Business Schools Are Going All In on AI
American University, other top M.B.A. programs reorient courses around artificial intelligence; ‘It has eaten our world’
American University, other top M.B.A. programs reorient courses around artificial intelligence; ‘It has eaten our world’
At the Wharton School this spring, Prof. Ethan Mollick assigned students the task of automating away part of their jobs.
Mollick tells his students at the University of Pennsylvania to expect to feel insecure about their own capabilities once they understand what artificial intelligence can do.
“You haven’t used AI until you’ve had an existential crisis,” he said. “You need three sleepless nights.”
Top business schools are pushing M.B.A. candidates and undergraduates to use artificial intelligence as a second brain. Students are eager for the instruction as employers increasingly hire talent with AI skills .
American University’s Kogod School of Business is putting an unusually high emphasis on AI, threading teaching on the technology through 20 new or adapted classes, from forensic accounting to marketing, which will roll out next school year. Professors this week started training on how to use and teach AI tools.
Understanding and using AI is now a foundational concept, much like learning to write or reason, said David Marchick, dean of Kogod.
“Every young person needs to know how to use AI in whatever they do,” he said of the decision to embed AI instruction into every part of the business school’s undergraduate core curriculum.
Marchick, who uses ChatGPT to prep presentations to alumni and professors, ordered a review of Kogod’s coursework in December after Brett Wilson, a venture capitalist with Swift Ventures, visited campus and told students that they wouldn’t lose jobs to AI, but rather to professionals who are more skilled in deploying it.
American’s new AI classwork will include text mining, predictive analytics and using ChatGPT to prepare for negotiations, whether navigating workplace conflict or advocating for a promotion. New courses include one on AI in human-resource management and a new business and entertainment class focused on AI, a core issue of last year’s Hollywood writers strike.
Officials and faculty at Columbia Business School and Duke University’s Fuqua School of Business say fluency in AI will be key to graduates’ success in the corporate world, allowing them to climb the ranks of management. Forty percent of prospective business-school students surveyed by the Graduate Management Admission Council said learning AI is essential to a graduate business degree—a jump from 29% in 2022.
Many of them are also anxious that their jobs could be replaced by generative AI. Much of entry-level work could be automated, the management-consulting group Oliver Wyman projected in a recent report. That means that future early-career jobs might require a more muscular skillset and more closely resemble first-level management roles .
Business-school professors are now encouraging students to use generative AI as a tool, akin to a calculator for doing math.

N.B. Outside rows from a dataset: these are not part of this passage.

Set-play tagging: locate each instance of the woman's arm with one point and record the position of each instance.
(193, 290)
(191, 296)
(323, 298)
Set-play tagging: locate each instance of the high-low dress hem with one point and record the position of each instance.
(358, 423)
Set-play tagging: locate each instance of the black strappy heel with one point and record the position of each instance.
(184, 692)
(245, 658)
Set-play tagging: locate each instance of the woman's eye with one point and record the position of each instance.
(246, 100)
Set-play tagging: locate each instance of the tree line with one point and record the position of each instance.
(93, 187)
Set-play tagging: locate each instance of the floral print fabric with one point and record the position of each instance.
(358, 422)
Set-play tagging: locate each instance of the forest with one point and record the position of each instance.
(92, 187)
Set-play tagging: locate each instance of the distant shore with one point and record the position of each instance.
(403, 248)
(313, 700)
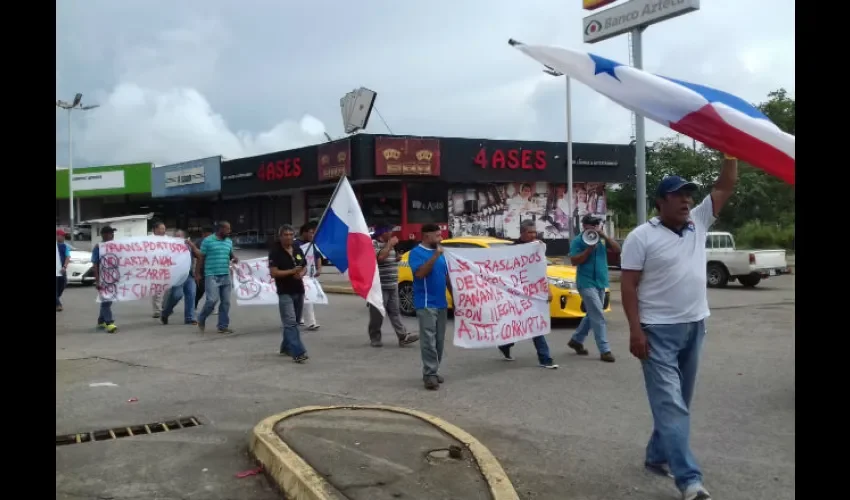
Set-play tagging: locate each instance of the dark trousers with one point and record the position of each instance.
(61, 282)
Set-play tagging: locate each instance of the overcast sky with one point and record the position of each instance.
(195, 78)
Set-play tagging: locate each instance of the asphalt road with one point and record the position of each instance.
(573, 433)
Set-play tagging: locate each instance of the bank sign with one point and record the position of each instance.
(632, 14)
(92, 182)
(186, 178)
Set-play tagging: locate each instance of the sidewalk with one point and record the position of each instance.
(336, 453)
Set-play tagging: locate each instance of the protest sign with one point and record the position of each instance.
(500, 294)
(141, 266)
(254, 286)
(58, 262)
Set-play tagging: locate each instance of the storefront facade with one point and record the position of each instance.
(185, 194)
(104, 191)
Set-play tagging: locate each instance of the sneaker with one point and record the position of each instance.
(408, 339)
(578, 348)
(695, 492)
(659, 470)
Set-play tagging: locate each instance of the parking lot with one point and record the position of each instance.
(577, 432)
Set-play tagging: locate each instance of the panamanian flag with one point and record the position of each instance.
(715, 118)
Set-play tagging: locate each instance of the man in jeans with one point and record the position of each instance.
(528, 234)
(214, 265)
(186, 291)
(288, 266)
(384, 244)
(591, 263)
(664, 297)
(158, 297)
(430, 281)
(104, 317)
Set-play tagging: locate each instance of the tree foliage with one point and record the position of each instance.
(759, 197)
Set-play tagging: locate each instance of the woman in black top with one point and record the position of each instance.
(287, 267)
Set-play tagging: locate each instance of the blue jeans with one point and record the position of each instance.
(540, 344)
(290, 309)
(175, 293)
(61, 281)
(670, 374)
(105, 314)
(593, 300)
(432, 336)
(217, 288)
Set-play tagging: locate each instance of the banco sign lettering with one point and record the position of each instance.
(635, 13)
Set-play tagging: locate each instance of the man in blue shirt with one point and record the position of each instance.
(430, 280)
(591, 262)
(104, 318)
(214, 265)
(64, 259)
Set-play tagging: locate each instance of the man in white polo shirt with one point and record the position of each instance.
(664, 297)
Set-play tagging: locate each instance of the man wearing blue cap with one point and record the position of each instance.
(664, 297)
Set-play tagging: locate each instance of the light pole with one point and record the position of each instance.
(551, 71)
(70, 106)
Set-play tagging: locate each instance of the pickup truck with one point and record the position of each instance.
(748, 267)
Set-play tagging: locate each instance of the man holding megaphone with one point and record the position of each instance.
(588, 252)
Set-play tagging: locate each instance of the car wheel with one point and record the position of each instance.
(750, 280)
(717, 275)
(405, 298)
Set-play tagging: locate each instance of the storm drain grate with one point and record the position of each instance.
(133, 430)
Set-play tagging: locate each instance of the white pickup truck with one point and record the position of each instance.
(748, 267)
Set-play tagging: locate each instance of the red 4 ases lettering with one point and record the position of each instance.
(289, 168)
(525, 159)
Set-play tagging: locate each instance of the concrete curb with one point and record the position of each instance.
(299, 481)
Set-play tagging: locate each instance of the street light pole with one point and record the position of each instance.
(569, 194)
(69, 107)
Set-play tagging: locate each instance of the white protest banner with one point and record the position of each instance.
(58, 262)
(500, 294)
(254, 286)
(141, 266)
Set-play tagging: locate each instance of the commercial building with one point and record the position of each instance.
(104, 191)
(185, 194)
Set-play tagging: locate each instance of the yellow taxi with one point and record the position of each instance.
(566, 302)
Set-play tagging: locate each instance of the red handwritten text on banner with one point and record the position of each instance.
(500, 294)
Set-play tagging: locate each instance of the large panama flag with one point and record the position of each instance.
(343, 237)
(717, 119)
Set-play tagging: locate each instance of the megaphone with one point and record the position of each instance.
(590, 238)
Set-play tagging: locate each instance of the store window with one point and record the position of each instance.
(381, 202)
(426, 203)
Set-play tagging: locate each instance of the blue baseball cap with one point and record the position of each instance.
(673, 183)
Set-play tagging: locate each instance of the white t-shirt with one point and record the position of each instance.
(672, 287)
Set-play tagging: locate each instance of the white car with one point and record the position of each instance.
(80, 267)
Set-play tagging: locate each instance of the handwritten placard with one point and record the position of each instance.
(254, 286)
(141, 266)
(500, 294)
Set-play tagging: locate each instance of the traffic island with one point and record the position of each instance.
(375, 453)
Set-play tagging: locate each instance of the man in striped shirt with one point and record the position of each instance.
(384, 244)
(214, 265)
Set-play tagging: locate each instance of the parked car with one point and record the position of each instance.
(566, 302)
(748, 267)
(80, 268)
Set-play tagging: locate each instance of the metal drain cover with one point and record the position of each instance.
(130, 431)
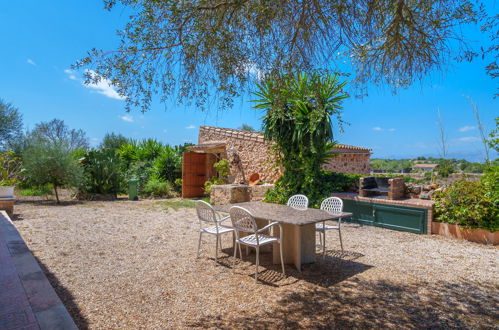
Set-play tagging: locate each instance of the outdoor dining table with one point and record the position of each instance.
(298, 228)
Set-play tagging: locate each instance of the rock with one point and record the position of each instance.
(414, 189)
(425, 196)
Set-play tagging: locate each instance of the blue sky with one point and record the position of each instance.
(41, 39)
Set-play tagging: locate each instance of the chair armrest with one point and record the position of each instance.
(268, 226)
(223, 219)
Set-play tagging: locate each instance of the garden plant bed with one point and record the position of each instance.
(126, 264)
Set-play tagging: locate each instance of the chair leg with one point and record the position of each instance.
(341, 241)
(216, 249)
(282, 260)
(199, 243)
(257, 263)
(324, 245)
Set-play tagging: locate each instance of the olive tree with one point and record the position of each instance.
(10, 123)
(51, 163)
(195, 50)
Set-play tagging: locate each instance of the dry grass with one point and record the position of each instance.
(132, 265)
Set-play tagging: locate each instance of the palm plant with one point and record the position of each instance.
(298, 115)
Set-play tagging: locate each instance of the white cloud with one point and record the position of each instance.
(94, 142)
(104, 87)
(469, 139)
(70, 73)
(127, 118)
(467, 128)
(379, 129)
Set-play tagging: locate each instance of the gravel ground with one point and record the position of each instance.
(132, 265)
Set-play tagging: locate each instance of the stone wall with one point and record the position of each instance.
(257, 155)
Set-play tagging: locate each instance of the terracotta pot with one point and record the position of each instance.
(6, 191)
(254, 179)
(474, 235)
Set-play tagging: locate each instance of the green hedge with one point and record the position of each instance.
(471, 204)
(328, 183)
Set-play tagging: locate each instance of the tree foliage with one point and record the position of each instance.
(46, 162)
(56, 132)
(113, 141)
(298, 115)
(194, 49)
(102, 171)
(11, 123)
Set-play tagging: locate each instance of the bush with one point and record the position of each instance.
(40, 191)
(10, 166)
(211, 182)
(328, 183)
(141, 171)
(157, 188)
(102, 172)
(470, 204)
(168, 165)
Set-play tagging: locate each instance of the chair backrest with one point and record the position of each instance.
(242, 219)
(332, 205)
(205, 212)
(299, 202)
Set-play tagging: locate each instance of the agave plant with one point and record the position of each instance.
(10, 167)
(298, 110)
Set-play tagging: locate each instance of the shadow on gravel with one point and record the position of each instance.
(66, 297)
(373, 304)
(48, 202)
(336, 267)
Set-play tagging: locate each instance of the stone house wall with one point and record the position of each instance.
(257, 155)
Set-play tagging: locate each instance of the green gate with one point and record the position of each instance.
(396, 217)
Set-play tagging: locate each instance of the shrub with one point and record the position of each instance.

M.B.A.s should be using AI to generate ideas quickly and comprehensively, according to Sheena Iyengar, a Columbia Business School professor who wrote “Think Bigger,” a book on innovation. But it’s still up to people to make good decisions and ask the technology the right questions.
“You still have to direct it, otherwise it will give you crap,” she said. “You cannot eliminate human judgment.”
One exercise that Iyengar walks her students through is using AI to generate business idea pitches from the automated perspectives of Tom Brady, Martha Stewart and Barack Obama. The assignment illustrates how ideas can be reframed for different audiences and based on different points of view.
Blake Bergeron, a 27-year-old M.B.A. student at Columbia, used generative AI to brainstorm new business ideas for a project last fall. One it returned was a travel service that recommends destinations based on a person’s social networks, pulling data from their friends’ posts. Bergeron’s team asked the AI to pressure-test the idea, coming up with pros and cons, and for potential business models.
Bergeron said he noticed pitfalls as he experimented. When his team asked the generative AI tool for ways to market the travel service, it spit out a group of very similar ideas. From there, Bergeron said, the students had to coax the tool to get creative, asking for one out-of-the-box idea at a time.
Professors say that through this instruction, they hope students learn where AI is currently weak. Mathematics and citations are two areas where mistakes abound. At Kogod this week, executives who were training professors in AI stressed that adopters of the technology needed to do a human review and edit all AI-generated content, including analysis, before sharing the materials.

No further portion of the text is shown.